Com relação aos créditos de PIS e Cofins decorrentes da exclusão do ICMS da base de cálculo dessas contribuições, a CVM reforça comentários incluídos em ofícios circulares de anos anteriores.
Na prática, há dois comportamentos principais que foram observados pelas empresas ao longo do tempo. Algumas excluíram o ICMS da base de cálculo do PIS e Cofins e outras não.
O primeiro grupo de empresas, caso tenha constituído provisão agora, está diante da necessidade de avaliar sua reversão integral ou parcial e o segundo grupo está diante do dilema de reconhecer ou não um ativo.
Tanto para uma situação quanto para outra, a mensuração confiável é um pressuposto.
Ademais, cabe lembrar que ativos contingentes geralmente não são reconhecidos. Para que o ativo não seja considerado contingente, faz-se necessário que a entrada de benefícios econômicos seja praticamente certa.
A existência de decisão judicial transitada em julgado torna o benefício econômico praticamente certo e, em conjunto com a mensuração confiável, torna possível o reconhecimento do crédito fiscal.
Finalmente a CVM considera vital a ampliação da transparência na divulgação das notas explicativas, assim, recomenda que em nota explicativa, seja divulgado de modo amplo e inequívoco, todas as premissas que justificaram o reconhecimento do crédito fiscal ou a reversão da provisão.
Operações de Forfait/Risco Sacado:
A preocupação da CVM quanto ao tratamento contábil aplicável para essas operações já fez parte de ofícios circulares de anos anteriores.
Por intermédio dessas operações, a empresa compradora contrata uma instituição financeira e monta uma operação de antecipação de pagamento aos seus fornecedores. Formalmente, a companhia vendedora (fornecedor) emite uma fatura que contempla o prazo a ser financiado pelo banco.
Os aspectos contábeis que as empresas não estão observando são basicamente: (i) a vendedora não reconhece em sua contabilidade a venda pelo valor presente; (ii) a compradora não reconhece um passivo oneroso junto ao banco, mas o passivo de funcionamento “fornecedores”; e (iii) a compradora não reconhece em sua contabilidade um ajuste a valor presente sobre o passivo.
A companhia compradora muitas vezes tem a intenção de fugir de “covenants” contratuais (índice de cobertura de juros ou de endividamento oneroso, por exemplo).
Mais uma vez, a CVM orienta os auditores para dedicar especial atenção para essas operações, especialmente quando envolverem companhias com elevados índices de endividamento.
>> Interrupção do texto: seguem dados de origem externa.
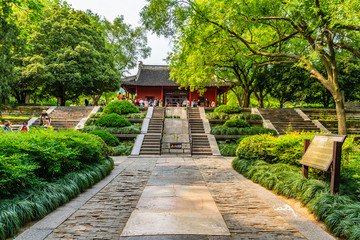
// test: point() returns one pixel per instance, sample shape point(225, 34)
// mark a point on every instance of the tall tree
point(311, 34)
point(12, 38)
point(74, 50)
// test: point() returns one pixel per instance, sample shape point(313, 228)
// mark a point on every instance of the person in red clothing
point(24, 127)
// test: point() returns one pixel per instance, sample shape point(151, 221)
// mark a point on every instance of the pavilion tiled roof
point(155, 75)
point(151, 75)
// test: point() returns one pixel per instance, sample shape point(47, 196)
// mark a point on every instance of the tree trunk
point(247, 95)
point(340, 112)
point(27, 99)
point(96, 99)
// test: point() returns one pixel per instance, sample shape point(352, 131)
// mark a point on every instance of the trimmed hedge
point(221, 130)
point(28, 158)
point(120, 107)
point(133, 129)
point(238, 123)
point(35, 203)
point(112, 120)
point(228, 149)
point(225, 116)
point(106, 137)
point(339, 212)
point(227, 109)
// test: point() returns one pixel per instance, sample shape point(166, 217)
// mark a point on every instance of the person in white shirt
point(24, 127)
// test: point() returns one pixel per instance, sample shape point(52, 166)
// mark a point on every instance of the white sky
point(130, 9)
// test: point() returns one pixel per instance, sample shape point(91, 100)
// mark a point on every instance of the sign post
point(323, 152)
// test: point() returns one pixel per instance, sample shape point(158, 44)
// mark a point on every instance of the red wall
point(155, 92)
point(144, 92)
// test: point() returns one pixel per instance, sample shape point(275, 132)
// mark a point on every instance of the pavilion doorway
point(174, 98)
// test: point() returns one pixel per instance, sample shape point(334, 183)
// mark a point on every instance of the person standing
point(45, 120)
point(7, 126)
point(24, 127)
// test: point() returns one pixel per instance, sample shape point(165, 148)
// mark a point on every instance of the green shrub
point(124, 149)
point(47, 154)
point(36, 202)
point(225, 116)
point(120, 107)
point(221, 130)
point(133, 129)
point(228, 149)
point(135, 115)
point(227, 109)
point(16, 173)
point(106, 137)
point(238, 123)
point(285, 149)
point(112, 120)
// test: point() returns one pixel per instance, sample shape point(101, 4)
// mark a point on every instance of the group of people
point(197, 103)
point(45, 121)
point(139, 102)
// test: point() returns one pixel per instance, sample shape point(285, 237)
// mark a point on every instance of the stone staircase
point(285, 119)
point(151, 142)
point(67, 117)
point(200, 142)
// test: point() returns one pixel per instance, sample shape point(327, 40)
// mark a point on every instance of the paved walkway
point(175, 198)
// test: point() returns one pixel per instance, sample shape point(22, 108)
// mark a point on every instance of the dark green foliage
point(227, 109)
point(286, 149)
point(228, 149)
point(121, 107)
point(112, 120)
point(221, 130)
point(133, 129)
point(237, 123)
point(47, 155)
point(221, 115)
point(16, 174)
point(35, 203)
point(339, 212)
point(123, 149)
point(106, 137)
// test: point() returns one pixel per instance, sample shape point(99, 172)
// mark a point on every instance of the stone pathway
point(178, 198)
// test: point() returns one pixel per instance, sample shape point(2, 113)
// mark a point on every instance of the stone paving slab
point(251, 211)
point(210, 190)
point(106, 213)
point(175, 201)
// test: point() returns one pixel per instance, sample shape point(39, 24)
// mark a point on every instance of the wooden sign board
point(175, 145)
point(320, 153)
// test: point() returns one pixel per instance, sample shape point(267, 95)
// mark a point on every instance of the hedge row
point(226, 116)
point(339, 212)
point(35, 203)
point(222, 130)
point(30, 158)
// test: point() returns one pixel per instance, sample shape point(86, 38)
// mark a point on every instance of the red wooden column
point(190, 97)
point(162, 94)
point(215, 97)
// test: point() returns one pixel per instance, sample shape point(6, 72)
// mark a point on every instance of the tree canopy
point(52, 50)
point(309, 34)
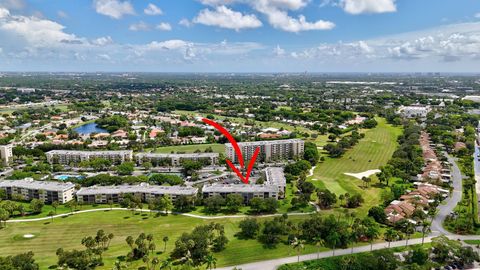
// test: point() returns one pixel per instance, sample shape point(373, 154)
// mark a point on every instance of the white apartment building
point(103, 194)
point(46, 191)
point(69, 156)
point(273, 187)
point(414, 111)
point(6, 154)
point(176, 159)
point(269, 150)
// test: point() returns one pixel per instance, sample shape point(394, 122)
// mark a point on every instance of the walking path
point(154, 211)
point(451, 202)
point(437, 228)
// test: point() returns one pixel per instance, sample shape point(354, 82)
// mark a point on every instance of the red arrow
point(237, 151)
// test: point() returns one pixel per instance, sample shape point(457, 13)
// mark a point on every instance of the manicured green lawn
point(218, 148)
point(68, 232)
point(260, 124)
point(61, 209)
point(472, 242)
point(370, 153)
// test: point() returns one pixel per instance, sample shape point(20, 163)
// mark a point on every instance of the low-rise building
point(104, 194)
point(6, 154)
point(70, 156)
point(273, 187)
point(414, 111)
point(176, 159)
point(269, 150)
point(274, 176)
point(248, 192)
point(46, 191)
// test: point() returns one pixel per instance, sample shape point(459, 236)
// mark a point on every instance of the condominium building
point(104, 194)
point(274, 176)
point(176, 159)
point(248, 192)
point(70, 156)
point(269, 150)
point(46, 191)
point(6, 154)
point(273, 187)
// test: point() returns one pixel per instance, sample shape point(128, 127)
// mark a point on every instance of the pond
point(65, 177)
point(89, 128)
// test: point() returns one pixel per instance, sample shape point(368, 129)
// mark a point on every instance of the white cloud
point(368, 6)
point(276, 12)
point(35, 31)
point(152, 10)
point(104, 56)
point(102, 41)
point(140, 26)
point(12, 4)
point(62, 14)
point(226, 18)
point(452, 43)
point(4, 13)
point(185, 22)
point(164, 27)
point(277, 15)
point(278, 51)
point(115, 9)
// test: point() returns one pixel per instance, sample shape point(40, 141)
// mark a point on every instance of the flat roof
point(32, 184)
point(266, 142)
point(187, 155)
point(140, 188)
point(275, 176)
point(240, 188)
point(77, 152)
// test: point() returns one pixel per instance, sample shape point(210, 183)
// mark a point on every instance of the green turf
point(472, 242)
point(68, 232)
point(370, 153)
point(218, 148)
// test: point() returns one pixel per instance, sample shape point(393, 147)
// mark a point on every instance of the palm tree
point(167, 264)
point(298, 245)
point(332, 239)
point(146, 260)
point(318, 243)
point(155, 262)
point(55, 206)
point(390, 236)
point(119, 266)
point(210, 261)
point(409, 230)
point(425, 229)
point(110, 237)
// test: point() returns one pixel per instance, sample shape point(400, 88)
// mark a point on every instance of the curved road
point(437, 228)
point(449, 204)
point(154, 211)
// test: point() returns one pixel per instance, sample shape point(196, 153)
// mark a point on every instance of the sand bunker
point(310, 173)
point(363, 174)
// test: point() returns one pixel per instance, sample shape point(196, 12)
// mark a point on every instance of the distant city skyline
point(240, 36)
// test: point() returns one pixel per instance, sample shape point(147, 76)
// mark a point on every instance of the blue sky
point(240, 35)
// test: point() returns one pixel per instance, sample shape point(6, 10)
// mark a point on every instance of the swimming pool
point(65, 177)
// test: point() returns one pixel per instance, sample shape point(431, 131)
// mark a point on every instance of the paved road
point(154, 211)
point(437, 229)
point(449, 204)
point(273, 264)
point(476, 157)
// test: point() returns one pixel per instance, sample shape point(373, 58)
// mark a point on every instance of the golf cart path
point(153, 211)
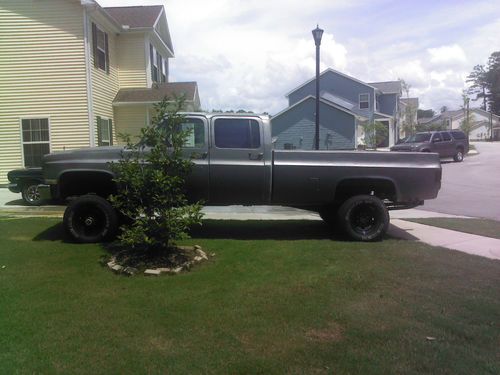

Concluindo, sem dúvida, essas manifestações do órgão regulador têm constituído uma ferramenta muito útil para o mercado, visando a padronização de procedimentos contábeis e a melhoria da qualidade das informações contábeis divulgadas ao mercado.
Ademais, entendemos que os pontos destacados podem servir de orientação inclusive para empresas de capital fechado que são obrigadas ou optam pela divulgação das demonstrações contábeis, pois todos têm como objetivo primordial a melhoria da transparência.